Jordan and I have been looking at property to buy for our home in New Zealand. We have looked at raw land and at shacky shanties and dreadfully boring suburban boxes. We are smitten with a house on a piece of property out west of Auckland. It is 11 acres with a house and a studio on it. It has an orchard, chicken house, waterfall, gardens, and is at the end of a long rustic downhill road. It is financially ambitious , to say the least. This has motivated other changes. I will be returning to fix up our Friday Harbor house and prepare it for sale at the end of this month. There are so many ideas we have that could be implemented up there on that coastal mountain ridge. I find myself in some emotional jeopardy from my desire for it.
Are we allowed to have something so wonderful? Can we generate the $3900 monthly mortgage? If not, can I find an investment partner to share it with? I know risk offers reward, but where is the line I shouldn't cross? Am I missing the point of where we humans need to be focused all together? If we are to have a life sustaining planet for our children should we forget about securing ourselves future comfort and think about the greater whole instead? Perhaps if I pledge to help others with the land, share it, I can have it. Ive been at the table with god before, offering promises for outcomes I want. Usually it is about my children's safety or some dire situation. I'm sorry that I call meetings with God for such needful times. I think God knows she's/he's always invited for all the times, plain and grandiose ,though. How did we get to God, anyway??

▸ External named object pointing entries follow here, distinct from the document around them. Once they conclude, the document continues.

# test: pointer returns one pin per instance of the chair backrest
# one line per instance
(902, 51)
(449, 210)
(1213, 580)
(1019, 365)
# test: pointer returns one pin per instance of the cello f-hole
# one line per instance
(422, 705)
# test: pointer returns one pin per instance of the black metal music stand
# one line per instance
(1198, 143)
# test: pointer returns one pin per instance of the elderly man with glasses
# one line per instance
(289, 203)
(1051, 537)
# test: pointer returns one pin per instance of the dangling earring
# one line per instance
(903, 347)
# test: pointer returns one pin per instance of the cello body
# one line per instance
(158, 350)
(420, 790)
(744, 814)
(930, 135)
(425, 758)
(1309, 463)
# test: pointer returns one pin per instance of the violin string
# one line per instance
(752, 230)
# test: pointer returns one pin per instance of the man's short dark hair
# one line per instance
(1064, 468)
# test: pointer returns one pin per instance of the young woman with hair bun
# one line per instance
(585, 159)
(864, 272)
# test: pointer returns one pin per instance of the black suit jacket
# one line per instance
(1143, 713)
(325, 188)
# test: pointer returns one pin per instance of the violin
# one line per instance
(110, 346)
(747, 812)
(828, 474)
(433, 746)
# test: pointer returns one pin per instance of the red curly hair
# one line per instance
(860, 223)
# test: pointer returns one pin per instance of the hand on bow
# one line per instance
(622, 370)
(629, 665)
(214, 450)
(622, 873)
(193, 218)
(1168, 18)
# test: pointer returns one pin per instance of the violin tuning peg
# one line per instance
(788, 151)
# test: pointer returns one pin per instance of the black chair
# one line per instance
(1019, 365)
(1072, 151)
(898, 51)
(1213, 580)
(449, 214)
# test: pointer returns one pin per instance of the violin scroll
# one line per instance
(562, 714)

I look forward to seeing Nina, my daughter, and to visit and philosophize with Cate Mckee and tell Nancy about my exploration of Devonport on my recent week of working there. Ill see Natalia's baby and eat Tims pastrami and have roving walks with Barbara, where we really let out our reflections and true secret opinions. Ill hopefully get to cook with Laurie and maybe do some ritual magic with my women friends who meet on certain moons. Ill catch up with Beth. Chinmayo and I will sing and laugh. Larry will be his lovely jovial self, neighbor Jim will greet us from his patch. Serene Sue will have coffee in the thermos and Bill will give me that Scooby doo smile. Debra will undoubtedly show up to say hi at the perfect time and Ill get to see her domain's progress. Annie will have a few new masterpieces done. It will be something of a closure, I suspect. I look forward to the lilies poking up and the tulips unwitting cheer in my front yard. Ill feed the strawberries and tell them goodbye. Ill lay down on the stone terrace I built and soak in it's heat. I'm coming home, for the last time.